| VIGILANCE…
Quelle mobilisation exceptionnelle que celle des médecins libéraux en ce mois de janvier, avec des milliers de cabinets fermés pendant plus d’une semaine et plus de 20 000 médecins et internes manifestant dans le froid à Paris le 10 janvier dernier !
Bravo et merci à tous ces médecins d’avoir crié leur colère face au mépris et à la maltraitance de ce gouvernement et des parlementaires à leur égard.

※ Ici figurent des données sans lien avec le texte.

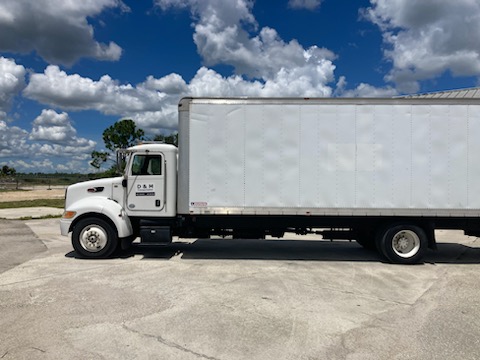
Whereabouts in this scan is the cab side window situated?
[132,155,162,176]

La ministre de la Santé a su écouter et comprendre les raisons de cette colère. Elle a pris des décisions qui répondent pour partie à nos attentes avec, pour ce qui concerne les médecins généralistes, la décision de nous exclure du projet de loi sur les fraudes sociales et de permettre aux médecins des zones sous-dotées de ne pas être pénalisés lorsqu’ils peuvent prendre leur retraite avant 67 ans dans le cadre d’un cumul emploi-retraite. Les premiers bénéficiaires de ces deux mesures seront les patients, puisque leurs médecins traitants ne leur refuseront pas des arrêts de travail justifiés par crainte d’être sanctionnés par leur CPAM, et l’accès aux soins sera amélioré par ces médecins retraités qui continueront de travailler.
Il nous reste à obtenir l’extension de cette dernière mesure à tout le territoire car, partout, on manque non pas de médecins généralistes mais de médecins traitants.
Jamais depuis 2002 autant de médecins libéraux s’étaient mobilisés et avaient obtenu des réponses correspondant à leurs demandes.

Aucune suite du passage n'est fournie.